Convective heat transfer of water flow in intersected rock fractures for enhanced geothermal extraction

Abstract

Numerous intersected rock fractures constitute the fracture network in enhanced geothermal systems. The complicated convective heat transfer behavior in intersected fractures is critical to the heat recovery in fractured geothermal reservoirs. A series of three-dimensional intersected fracture models is constructed to perform the flow-through heat transfer simulations. The geometry effects of dead-end fractures (DEFs) on the heat transfer are evaluated in terms of intersected angles, apertures, lengths, and the connectivity. The results indicate that annular streamlines appear in the rough DEF and cause an ellipse distribution of the cold front.
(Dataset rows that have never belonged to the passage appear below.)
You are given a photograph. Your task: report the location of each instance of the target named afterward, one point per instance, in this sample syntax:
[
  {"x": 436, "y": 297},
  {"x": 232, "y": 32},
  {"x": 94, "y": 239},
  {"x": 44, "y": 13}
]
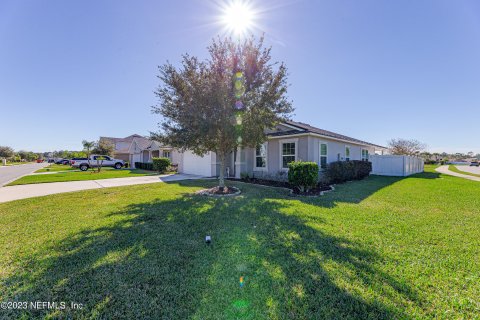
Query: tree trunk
[{"x": 221, "y": 176}]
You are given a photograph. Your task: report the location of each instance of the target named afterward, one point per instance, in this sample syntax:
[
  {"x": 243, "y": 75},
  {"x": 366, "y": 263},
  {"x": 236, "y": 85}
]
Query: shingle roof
[
  {"x": 143, "y": 143},
  {"x": 126, "y": 139},
  {"x": 306, "y": 128}
]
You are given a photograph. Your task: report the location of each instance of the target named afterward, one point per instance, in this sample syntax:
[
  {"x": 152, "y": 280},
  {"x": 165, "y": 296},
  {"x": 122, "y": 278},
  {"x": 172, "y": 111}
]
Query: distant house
[
  {"x": 136, "y": 148},
  {"x": 289, "y": 141}
]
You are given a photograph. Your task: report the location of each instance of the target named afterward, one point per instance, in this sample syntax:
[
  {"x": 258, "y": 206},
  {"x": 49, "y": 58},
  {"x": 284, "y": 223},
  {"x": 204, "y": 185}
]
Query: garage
[{"x": 193, "y": 164}]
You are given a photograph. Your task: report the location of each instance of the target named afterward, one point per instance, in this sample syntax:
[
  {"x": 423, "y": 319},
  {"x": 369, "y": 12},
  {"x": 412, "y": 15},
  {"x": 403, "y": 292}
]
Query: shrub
[
  {"x": 161, "y": 164},
  {"x": 303, "y": 175},
  {"x": 341, "y": 171}
]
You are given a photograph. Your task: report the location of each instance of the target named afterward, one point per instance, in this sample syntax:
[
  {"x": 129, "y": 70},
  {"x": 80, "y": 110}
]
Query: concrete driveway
[
  {"x": 475, "y": 170},
  {"x": 10, "y": 173},
  {"x": 43, "y": 189}
]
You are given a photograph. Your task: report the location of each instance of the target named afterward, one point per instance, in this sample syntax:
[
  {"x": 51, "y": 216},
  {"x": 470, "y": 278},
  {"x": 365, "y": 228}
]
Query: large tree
[
  {"x": 223, "y": 102},
  {"x": 406, "y": 147}
]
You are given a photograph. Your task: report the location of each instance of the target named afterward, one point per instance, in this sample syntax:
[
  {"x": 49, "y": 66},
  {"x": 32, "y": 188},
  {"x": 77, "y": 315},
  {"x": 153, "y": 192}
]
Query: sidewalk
[
  {"x": 444, "y": 170},
  {"x": 43, "y": 189}
]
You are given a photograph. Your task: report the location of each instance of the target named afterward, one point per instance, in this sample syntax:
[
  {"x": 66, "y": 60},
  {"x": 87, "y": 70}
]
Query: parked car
[
  {"x": 77, "y": 159},
  {"x": 98, "y": 160}
]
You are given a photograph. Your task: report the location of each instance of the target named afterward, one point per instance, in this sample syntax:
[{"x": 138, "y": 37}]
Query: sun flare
[{"x": 238, "y": 17}]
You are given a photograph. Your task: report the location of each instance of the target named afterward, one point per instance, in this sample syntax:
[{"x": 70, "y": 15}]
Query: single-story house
[
  {"x": 288, "y": 141},
  {"x": 136, "y": 148}
]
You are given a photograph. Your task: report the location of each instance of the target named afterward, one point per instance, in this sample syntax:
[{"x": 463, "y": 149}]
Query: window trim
[
  {"x": 280, "y": 151},
  {"x": 367, "y": 154},
  {"x": 320, "y": 154},
  {"x": 255, "y": 168}
]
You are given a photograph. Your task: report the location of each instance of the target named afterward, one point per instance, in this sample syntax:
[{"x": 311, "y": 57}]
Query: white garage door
[{"x": 193, "y": 164}]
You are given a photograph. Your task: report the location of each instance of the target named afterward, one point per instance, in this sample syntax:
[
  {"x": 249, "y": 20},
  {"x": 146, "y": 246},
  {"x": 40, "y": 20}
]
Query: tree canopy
[
  {"x": 406, "y": 147},
  {"x": 223, "y": 102}
]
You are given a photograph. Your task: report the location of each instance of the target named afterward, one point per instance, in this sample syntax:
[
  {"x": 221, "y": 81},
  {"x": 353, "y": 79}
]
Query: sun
[{"x": 238, "y": 17}]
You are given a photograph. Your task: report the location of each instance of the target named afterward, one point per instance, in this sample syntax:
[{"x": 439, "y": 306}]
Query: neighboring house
[
  {"x": 136, "y": 148},
  {"x": 289, "y": 141}
]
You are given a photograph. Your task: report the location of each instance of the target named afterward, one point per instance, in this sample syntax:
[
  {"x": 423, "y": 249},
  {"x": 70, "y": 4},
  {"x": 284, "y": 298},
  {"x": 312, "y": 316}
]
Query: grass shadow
[{"x": 152, "y": 263}]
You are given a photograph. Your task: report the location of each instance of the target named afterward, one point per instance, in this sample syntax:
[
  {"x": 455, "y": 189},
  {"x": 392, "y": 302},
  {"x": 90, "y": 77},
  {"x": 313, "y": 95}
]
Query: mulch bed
[
  {"x": 216, "y": 191},
  {"x": 317, "y": 191}
]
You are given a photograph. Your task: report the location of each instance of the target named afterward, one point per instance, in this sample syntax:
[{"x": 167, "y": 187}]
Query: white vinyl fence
[{"x": 400, "y": 166}]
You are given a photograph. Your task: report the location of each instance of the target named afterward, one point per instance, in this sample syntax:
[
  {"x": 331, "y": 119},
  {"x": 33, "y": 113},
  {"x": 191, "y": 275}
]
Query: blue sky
[{"x": 374, "y": 70}]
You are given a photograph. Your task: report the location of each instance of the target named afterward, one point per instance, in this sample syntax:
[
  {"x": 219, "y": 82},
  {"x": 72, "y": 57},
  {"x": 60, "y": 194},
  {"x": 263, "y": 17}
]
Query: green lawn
[
  {"x": 106, "y": 173},
  {"x": 455, "y": 169},
  {"x": 382, "y": 248},
  {"x": 56, "y": 167}
]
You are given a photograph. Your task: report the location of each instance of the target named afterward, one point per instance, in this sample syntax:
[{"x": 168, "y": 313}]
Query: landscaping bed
[{"x": 283, "y": 184}]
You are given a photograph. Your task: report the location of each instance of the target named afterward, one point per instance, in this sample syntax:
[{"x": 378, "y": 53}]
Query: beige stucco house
[
  {"x": 136, "y": 148},
  {"x": 289, "y": 141}
]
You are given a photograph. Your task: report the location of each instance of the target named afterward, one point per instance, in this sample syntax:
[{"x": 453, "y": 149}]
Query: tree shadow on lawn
[{"x": 153, "y": 263}]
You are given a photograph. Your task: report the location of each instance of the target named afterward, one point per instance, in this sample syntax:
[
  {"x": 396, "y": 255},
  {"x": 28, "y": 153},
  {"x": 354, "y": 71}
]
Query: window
[
  {"x": 288, "y": 153},
  {"x": 323, "y": 155},
  {"x": 364, "y": 155},
  {"x": 261, "y": 156}
]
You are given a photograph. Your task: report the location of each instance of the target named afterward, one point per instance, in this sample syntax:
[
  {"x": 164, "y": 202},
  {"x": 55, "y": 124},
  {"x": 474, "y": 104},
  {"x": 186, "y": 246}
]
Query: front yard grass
[
  {"x": 455, "y": 169},
  {"x": 106, "y": 173},
  {"x": 382, "y": 248}
]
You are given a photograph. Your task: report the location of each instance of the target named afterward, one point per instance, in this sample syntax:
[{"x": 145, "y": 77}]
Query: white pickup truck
[{"x": 97, "y": 160}]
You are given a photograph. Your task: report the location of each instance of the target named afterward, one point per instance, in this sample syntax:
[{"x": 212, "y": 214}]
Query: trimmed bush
[
  {"x": 161, "y": 164},
  {"x": 303, "y": 175},
  {"x": 342, "y": 171}
]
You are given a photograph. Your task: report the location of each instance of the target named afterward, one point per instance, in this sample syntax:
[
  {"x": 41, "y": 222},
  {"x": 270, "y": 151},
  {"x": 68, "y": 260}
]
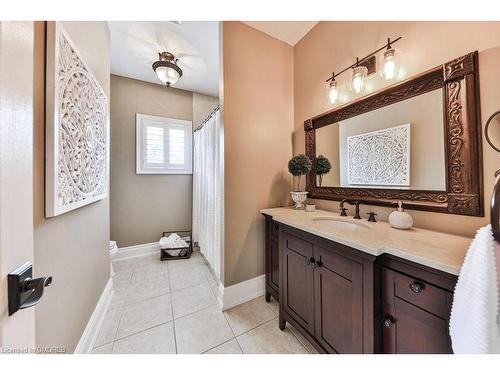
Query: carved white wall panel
[
  {"x": 77, "y": 131},
  {"x": 380, "y": 157}
]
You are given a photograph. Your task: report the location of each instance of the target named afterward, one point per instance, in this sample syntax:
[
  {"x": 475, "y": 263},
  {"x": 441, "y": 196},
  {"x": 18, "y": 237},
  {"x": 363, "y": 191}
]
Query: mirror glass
[{"x": 400, "y": 146}]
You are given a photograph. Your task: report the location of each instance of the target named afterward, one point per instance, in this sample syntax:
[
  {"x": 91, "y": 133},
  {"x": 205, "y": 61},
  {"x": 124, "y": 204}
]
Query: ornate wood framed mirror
[{"x": 418, "y": 141}]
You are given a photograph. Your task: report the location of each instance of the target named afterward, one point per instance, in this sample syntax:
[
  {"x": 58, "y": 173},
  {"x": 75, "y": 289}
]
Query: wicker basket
[{"x": 180, "y": 252}]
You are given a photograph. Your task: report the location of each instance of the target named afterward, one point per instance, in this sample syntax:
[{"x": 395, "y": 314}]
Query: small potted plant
[
  {"x": 323, "y": 166},
  {"x": 298, "y": 166}
]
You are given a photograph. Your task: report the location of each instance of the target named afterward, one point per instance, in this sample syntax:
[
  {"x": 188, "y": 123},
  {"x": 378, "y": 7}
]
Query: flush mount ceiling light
[
  {"x": 166, "y": 69},
  {"x": 362, "y": 67}
]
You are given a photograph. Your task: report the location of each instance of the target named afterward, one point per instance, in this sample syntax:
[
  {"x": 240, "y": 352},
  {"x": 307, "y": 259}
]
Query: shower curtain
[{"x": 208, "y": 190}]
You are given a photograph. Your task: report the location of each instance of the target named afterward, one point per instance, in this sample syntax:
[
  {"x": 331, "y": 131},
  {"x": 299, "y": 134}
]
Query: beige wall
[
  {"x": 258, "y": 124},
  {"x": 333, "y": 45},
  {"x": 143, "y": 206},
  {"x": 74, "y": 247},
  {"x": 203, "y": 105},
  {"x": 16, "y": 174}
]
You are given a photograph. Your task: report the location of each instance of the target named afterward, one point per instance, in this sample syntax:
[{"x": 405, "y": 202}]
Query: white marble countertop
[{"x": 442, "y": 251}]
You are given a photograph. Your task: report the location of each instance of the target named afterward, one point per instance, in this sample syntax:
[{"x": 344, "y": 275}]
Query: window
[{"x": 163, "y": 145}]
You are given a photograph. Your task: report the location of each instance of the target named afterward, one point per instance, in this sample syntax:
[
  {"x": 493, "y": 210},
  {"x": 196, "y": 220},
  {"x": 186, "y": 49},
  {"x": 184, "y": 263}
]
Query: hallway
[{"x": 171, "y": 307}]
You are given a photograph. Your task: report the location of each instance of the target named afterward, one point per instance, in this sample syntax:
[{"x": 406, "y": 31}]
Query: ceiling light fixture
[
  {"x": 362, "y": 67},
  {"x": 166, "y": 69}
]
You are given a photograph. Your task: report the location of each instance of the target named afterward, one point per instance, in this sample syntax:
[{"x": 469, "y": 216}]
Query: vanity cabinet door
[
  {"x": 298, "y": 292},
  {"x": 338, "y": 302},
  {"x": 413, "y": 323},
  {"x": 273, "y": 259}
]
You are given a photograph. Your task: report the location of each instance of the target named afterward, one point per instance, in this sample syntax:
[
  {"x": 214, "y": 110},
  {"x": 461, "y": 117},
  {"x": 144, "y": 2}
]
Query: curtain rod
[{"x": 208, "y": 118}]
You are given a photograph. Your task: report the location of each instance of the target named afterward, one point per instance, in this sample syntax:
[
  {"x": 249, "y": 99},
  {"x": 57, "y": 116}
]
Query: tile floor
[{"x": 171, "y": 307}]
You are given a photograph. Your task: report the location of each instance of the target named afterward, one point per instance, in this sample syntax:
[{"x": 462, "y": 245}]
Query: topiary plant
[
  {"x": 298, "y": 166},
  {"x": 323, "y": 166}
]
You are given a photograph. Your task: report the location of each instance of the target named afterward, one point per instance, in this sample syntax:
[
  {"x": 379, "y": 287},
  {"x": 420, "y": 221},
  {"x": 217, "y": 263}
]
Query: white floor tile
[
  {"x": 192, "y": 299},
  {"x": 268, "y": 338},
  {"x": 229, "y": 347},
  {"x": 156, "y": 340},
  {"x": 145, "y": 289},
  {"x": 202, "y": 331},
  {"x": 144, "y": 314},
  {"x": 249, "y": 315},
  {"x": 109, "y": 327}
]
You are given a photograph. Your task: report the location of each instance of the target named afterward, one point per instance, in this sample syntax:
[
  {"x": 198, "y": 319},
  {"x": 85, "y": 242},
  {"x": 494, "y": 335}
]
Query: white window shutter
[{"x": 163, "y": 146}]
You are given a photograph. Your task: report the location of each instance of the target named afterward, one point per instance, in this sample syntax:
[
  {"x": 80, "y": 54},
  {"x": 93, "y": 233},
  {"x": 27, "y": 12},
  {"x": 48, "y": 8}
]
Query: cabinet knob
[
  {"x": 416, "y": 286},
  {"x": 387, "y": 322},
  {"x": 317, "y": 264}
]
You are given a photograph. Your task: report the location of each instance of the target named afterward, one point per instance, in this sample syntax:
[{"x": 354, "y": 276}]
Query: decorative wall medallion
[
  {"x": 77, "y": 131},
  {"x": 381, "y": 157}
]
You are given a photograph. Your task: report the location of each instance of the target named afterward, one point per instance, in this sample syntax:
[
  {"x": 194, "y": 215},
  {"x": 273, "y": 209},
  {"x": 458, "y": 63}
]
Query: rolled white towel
[
  {"x": 166, "y": 243},
  {"x": 174, "y": 237},
  {"x": 176, "y": 244}
]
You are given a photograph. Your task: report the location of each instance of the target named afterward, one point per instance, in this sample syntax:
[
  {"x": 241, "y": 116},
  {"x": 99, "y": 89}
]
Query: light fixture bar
[{"x": 360, "y": 61}]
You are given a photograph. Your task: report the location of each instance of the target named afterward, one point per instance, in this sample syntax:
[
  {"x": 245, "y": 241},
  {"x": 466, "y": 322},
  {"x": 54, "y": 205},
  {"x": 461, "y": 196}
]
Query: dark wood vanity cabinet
[
  {"x": 322, "y": 291},
  {"x": 416, "y": 305},
  {"x": 272, "y": 259},
  {"x": 347, "y": 301}
]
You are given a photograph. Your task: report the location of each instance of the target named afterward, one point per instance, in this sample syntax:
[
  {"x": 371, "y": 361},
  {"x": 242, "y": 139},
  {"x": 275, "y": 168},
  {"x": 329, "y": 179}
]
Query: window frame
[{"x": 166, "y": 123}]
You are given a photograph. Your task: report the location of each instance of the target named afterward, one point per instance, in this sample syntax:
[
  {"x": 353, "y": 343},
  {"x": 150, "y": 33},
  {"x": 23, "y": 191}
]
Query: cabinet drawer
[
  {"x": 426, "y": 296},
  {"x": 298, "y": 245},
  {"x": 334, "y": 262},
  {"x": 273, "y": 230}
]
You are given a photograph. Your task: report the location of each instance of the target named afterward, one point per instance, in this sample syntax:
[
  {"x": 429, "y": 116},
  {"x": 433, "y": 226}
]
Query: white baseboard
[
  {"x": 136, "y": 251},
  {"x": 93, "y": 326},
  {"x": 242, "y": 292}
]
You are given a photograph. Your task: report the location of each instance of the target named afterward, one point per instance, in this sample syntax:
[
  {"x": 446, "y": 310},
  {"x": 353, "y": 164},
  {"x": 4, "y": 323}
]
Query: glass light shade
[
  {"x": 332, "y": 91},
  {"x": 389, "y": 70},
  {"x": 167, "y": 75},
  {"x": 358, "y": 78}
]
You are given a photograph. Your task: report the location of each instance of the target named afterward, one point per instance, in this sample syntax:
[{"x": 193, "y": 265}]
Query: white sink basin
[{"x": 340, "y": 223}]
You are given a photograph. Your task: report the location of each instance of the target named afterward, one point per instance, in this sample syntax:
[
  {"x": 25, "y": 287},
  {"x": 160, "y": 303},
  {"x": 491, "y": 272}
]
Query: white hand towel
[
  {"x": 474, "y": 321},
  {"x": 174, "y": 237},
  {"x": 166, "y": 243}
]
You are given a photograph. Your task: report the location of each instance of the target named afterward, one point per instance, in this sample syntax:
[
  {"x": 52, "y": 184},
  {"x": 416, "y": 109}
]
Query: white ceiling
[
  {"x": 135, "y": 46},
  {"x": 287, "y": 31}
]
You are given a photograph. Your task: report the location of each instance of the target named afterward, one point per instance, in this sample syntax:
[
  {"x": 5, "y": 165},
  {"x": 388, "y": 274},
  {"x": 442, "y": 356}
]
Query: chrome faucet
[
  {"x": 343, "y": 210},
  {"x": 352, "y": 203}
]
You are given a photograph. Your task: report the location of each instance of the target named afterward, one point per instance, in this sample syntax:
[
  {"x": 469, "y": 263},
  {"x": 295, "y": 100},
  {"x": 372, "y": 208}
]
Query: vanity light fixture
[
  {"x": 332, "y": 90},
  {"x": 360, "y": 70},
  {"x": 359, "y": 73},
  {"x": 166, "y": 69},
  {"x": 389, "y": 70}
]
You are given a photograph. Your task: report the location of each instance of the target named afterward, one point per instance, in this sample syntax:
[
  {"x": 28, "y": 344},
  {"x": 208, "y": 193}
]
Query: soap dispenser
[{"x": 400, "y": 219}]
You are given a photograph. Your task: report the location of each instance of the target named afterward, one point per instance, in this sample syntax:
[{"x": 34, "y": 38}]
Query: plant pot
[{"x": 299, "y": 197}]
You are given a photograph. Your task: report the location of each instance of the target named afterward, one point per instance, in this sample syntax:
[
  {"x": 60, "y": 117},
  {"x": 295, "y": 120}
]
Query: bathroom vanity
[
  {"x": 354, "y": 286},
  {"x": 351, "y": 286}
]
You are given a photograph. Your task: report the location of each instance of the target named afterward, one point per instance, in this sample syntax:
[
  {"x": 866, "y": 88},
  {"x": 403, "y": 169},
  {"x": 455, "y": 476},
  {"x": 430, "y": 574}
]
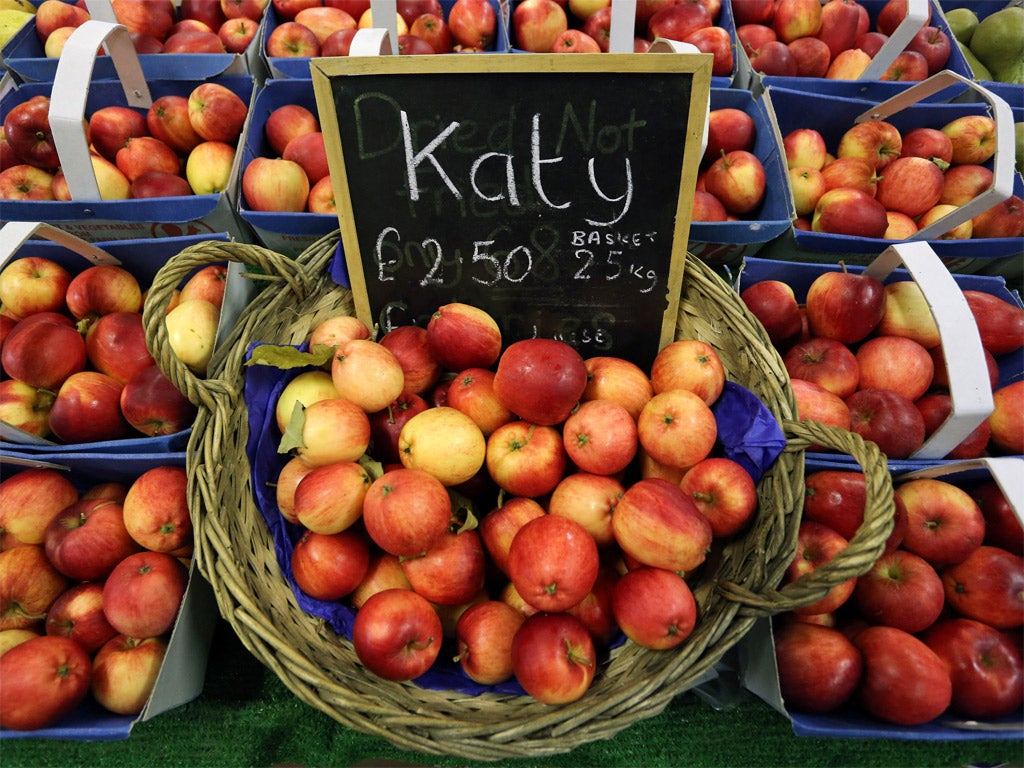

Compared to plate DEFs, the fluid flow in the rough DEF enhances the heat transfer. Both the increment of outlet water temperature Δ T out and the ratio of heat production Q r present the largest at the intersected angle of 90° while decline with the decrease of the intersected angle between the main flow fracture (MFF) and the DEFs. The extension of the length of intersected DEFs is beneficial to heat production while enhancing its aperture is not needed. Solely increasing the number of intersected DEFs induces a little increase of heat extraction, and more significant heat production can be obtained through connecting these DEFs with the MFF forming the flow network. • Coupling hydrothermal behaviors in three-dimensional intersected plate and rough fractures are compared. • Fluid flow in intersected rough dead-end fractures can enhance the heat recovery in the main flow fracture. • Influences of several geometries parameters of intersected dead-end fractures on the heat transfer are evaluated.